The exercise and yoga are great ideas, actually. Break up your daily routine - it's not working. It's critical you have things to look forward to, even if they're little things, every day.
I will note that momentum taken in one area often takes away from other areas. You might want to do a little inventory to figure out where your creative energies are directed these days, and work on redirecting, or at least banking, that flow. Self-distraction is particularly deadly. Like, windows solitaire and minesweeper took on a whole new level of meaning and enjoyment when I was using them to avoid my dissertation.
Otherwise, I'll think about it awhile. In the mean time, good luck.
PS. re. Twif's comment: Rutting season. I guess he's had some unfortunate experience in this area that involved large elk, so it's probably good advice.
august: sorry. bad joke. still sound advice though.

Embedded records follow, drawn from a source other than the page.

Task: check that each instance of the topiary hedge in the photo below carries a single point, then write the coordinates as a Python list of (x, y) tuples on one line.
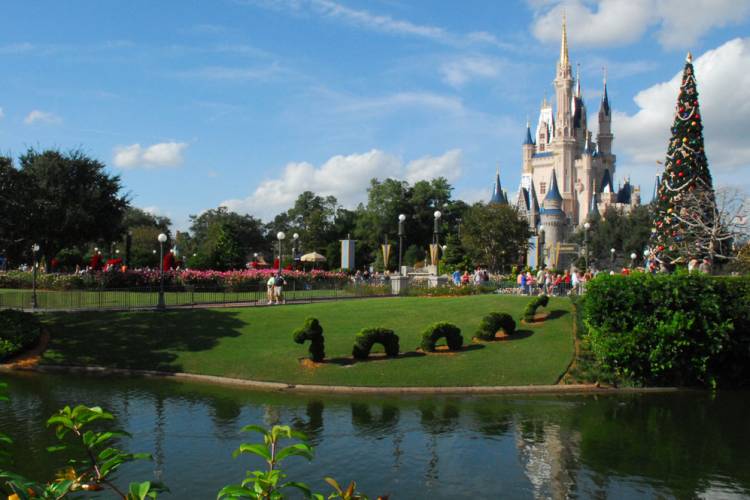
[(678, 329), (437, 331), (313, 332), (369, 336), (18, 331), (530, 312), (493, 323)]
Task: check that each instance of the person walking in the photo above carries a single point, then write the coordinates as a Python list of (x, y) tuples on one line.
[(278, 289)]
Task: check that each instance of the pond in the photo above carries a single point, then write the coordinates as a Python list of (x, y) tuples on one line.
[(681, 445)]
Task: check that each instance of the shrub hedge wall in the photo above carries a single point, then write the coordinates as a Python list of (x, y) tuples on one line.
[(493, 323), (450, 332), (369, 336), (671, 329), (313, 332), (18, 331), (533, 305)]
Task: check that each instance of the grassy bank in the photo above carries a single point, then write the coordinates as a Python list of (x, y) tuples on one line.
[(256, 343)]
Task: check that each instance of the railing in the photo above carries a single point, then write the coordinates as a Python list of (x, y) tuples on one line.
[(183, 296)]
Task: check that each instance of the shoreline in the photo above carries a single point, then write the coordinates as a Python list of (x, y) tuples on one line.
[(339, 389)]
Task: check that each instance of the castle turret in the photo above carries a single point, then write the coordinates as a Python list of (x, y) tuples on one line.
[(553, 218), (604, 137), (564, 90)]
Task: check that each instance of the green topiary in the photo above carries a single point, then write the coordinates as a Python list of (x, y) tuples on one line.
[(493, 323), (369, 336), (18, 331), (436, 331), (531, 307), (313, 332)]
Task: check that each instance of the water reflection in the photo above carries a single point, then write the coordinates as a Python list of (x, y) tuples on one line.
[(679, 445)]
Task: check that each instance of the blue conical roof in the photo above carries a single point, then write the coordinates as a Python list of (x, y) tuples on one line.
[(497, 195), (528, 141), (554, 193)]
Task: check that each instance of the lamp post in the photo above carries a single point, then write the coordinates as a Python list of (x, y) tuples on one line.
[(160, 304), (295, 237), (401, 219), (34, 250), (586, 227), (280, 236)]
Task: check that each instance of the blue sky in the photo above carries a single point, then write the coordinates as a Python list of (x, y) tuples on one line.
[(249, 102)]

as for your sort of rut, i find a walk helps. change, even a small one, can get you out.
august: wait a second...you're asking us how to get organized? the group of people who slack off by posting on various message boards and blogs?
did you hit your head or something?
More or less.
Proactive steps: Tried to assess what I actually cared about. Writing letters about what I was actually pissed about made me angrier. Writing in the abstract about it helped. Some overdue confrontation was necessary. Exercise made me angrier. Working within the system, focusing on teh positive, yada yada hasn't been fruitless.
You got that supply of beer handy or what?
K
The only thing that works for me is taking on a new project. There's that old saying, "if you want something done, ask a busy person." The only way to get something done is to have to fit it in to a really tight schedule. Oh, and try tantric sex.
but avoid tantric sex with large elk.
actually, that goes without saying.
at least during rutting season. They're hard to get calm, you know.